History

United Kingdom
- Name: SS Genota
- Owner: Gaz de France
- Port of registry: London, UK
- Ordered: 1972
- Builder: CNIM-La Seyne, France
- Launched: 16 October 1974
- In service: 1975
- Out of service: 1986
- Homeport: London
- Fate: Sold to Brunei in December 1986.

Brunei
- Name: SS Bubuk
- Owner: Brunei Shell Tankers (1986); Brunei Liquified Natural Gas (2015);
- Operator: STASCo
- Port of registry: Muara, Brunei
- Acquired: 1986
- In service: 1986
- Out of service: 2011
- Homeport: Brunei
- Identification: IMO number: 7359785; Callsign: V8XG;
- Fate: Scrapped in April 2015

General characteristics
- Class & type: B-class oil tankers (Brunei); G-class oil tankers (France);
- Displacement: 51,579 tons
- Length: 260 m (853 ft 0 in)
- Beam: 35 m (114 ft 10 in)
- Boats & landing craft carried: 2 x life boats

= SS Genota =

B-class oil tankers

SS Bubuk was the sixth ship of the seven B-class oil tankers. She was previously known as Genota. She was named after the bubuk, a species of fish found in Brunei and Malaysia.

== Development ==
B-class oil tankers were built by CNIM-La Syne, France in 1972 to 1975. They served Gaz de France for around 14 years, the B-class vessels were acquired and delivered to BST in December 1986. Previously referred to as the G-class vessels chartered under Shell Tankers United Kingdom (STUK). They continued to provide reliable service to the company and its client especially BLNG. Four out of the seven BST vessels were fully crewed by Bruneian sailors with the exception of senior management; a feat yet to be achieved but not impossible.

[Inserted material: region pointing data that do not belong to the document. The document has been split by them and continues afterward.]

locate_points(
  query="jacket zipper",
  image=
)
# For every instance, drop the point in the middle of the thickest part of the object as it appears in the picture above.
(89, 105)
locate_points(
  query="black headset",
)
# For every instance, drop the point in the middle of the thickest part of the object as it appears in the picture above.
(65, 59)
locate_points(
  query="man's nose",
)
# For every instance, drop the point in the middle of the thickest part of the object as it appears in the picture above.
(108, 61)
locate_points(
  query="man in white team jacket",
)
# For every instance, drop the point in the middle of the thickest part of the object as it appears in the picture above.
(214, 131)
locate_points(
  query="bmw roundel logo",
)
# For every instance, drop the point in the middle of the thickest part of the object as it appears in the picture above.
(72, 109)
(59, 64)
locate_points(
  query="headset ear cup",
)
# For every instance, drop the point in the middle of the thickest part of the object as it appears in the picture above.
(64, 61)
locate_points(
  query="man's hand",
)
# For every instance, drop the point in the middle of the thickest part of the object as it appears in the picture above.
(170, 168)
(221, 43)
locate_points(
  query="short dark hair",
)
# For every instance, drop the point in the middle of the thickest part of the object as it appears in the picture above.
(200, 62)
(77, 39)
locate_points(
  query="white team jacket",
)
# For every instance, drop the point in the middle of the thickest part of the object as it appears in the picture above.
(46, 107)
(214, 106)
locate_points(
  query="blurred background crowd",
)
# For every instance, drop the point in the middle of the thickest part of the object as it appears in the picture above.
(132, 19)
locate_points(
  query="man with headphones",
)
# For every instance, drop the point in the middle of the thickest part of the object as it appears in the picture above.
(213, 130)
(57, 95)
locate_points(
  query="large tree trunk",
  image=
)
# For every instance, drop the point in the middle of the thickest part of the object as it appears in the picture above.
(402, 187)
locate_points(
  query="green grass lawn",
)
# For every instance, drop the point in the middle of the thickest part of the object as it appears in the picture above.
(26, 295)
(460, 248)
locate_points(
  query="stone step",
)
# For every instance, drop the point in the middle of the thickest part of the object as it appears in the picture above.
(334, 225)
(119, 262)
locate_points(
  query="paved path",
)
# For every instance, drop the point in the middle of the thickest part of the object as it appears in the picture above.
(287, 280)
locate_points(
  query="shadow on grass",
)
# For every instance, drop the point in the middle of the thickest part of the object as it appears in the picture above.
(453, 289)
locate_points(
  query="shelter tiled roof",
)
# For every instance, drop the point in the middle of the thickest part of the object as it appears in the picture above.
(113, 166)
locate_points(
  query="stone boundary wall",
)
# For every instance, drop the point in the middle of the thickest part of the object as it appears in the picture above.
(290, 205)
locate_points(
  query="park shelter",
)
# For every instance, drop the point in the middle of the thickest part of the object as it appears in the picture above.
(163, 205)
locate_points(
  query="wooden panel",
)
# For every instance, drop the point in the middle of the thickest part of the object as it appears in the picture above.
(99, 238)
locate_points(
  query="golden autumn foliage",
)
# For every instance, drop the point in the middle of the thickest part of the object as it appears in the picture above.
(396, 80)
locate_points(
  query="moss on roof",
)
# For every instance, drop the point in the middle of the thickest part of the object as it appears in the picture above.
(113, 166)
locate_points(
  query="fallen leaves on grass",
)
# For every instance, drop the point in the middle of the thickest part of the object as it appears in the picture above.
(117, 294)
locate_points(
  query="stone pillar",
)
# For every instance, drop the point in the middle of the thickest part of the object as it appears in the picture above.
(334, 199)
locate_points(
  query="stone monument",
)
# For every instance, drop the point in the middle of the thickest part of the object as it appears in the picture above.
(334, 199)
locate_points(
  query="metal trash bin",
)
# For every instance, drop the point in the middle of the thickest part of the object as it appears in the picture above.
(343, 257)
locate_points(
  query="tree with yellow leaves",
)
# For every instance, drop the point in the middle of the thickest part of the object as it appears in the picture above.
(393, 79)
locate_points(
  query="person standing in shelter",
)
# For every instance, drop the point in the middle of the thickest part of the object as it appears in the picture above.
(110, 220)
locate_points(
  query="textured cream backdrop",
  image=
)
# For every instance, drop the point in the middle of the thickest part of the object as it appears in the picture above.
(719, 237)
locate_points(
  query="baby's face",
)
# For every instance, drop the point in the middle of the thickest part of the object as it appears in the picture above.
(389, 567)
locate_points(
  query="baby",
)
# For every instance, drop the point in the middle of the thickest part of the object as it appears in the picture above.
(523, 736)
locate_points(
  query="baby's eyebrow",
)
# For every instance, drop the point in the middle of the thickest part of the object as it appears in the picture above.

All B-class vessels had an average cargo capacity of 75,000 m3 and were certified with the 'Green Passport' for the safe carriage of all hazardous materials on board. All B-class oil tankers were taken out of service in 2011. They are all steam powered.

== Construction and career ==
SS Genota was ordered in 1972 and completed in 1975. The tanker was put in service in 1975 and taken out of service to be sold in 1986. In 1986, Brunei Shell acquired Genota and renamed her Bubuk. Throughout her career she routinely traveled between Brunei and Japan carrying LNG.

On 7 April 2011 the vessel was delivered to Jiangyin Ship Recycling, China for scrapping. She was demolished on 23 April 2015.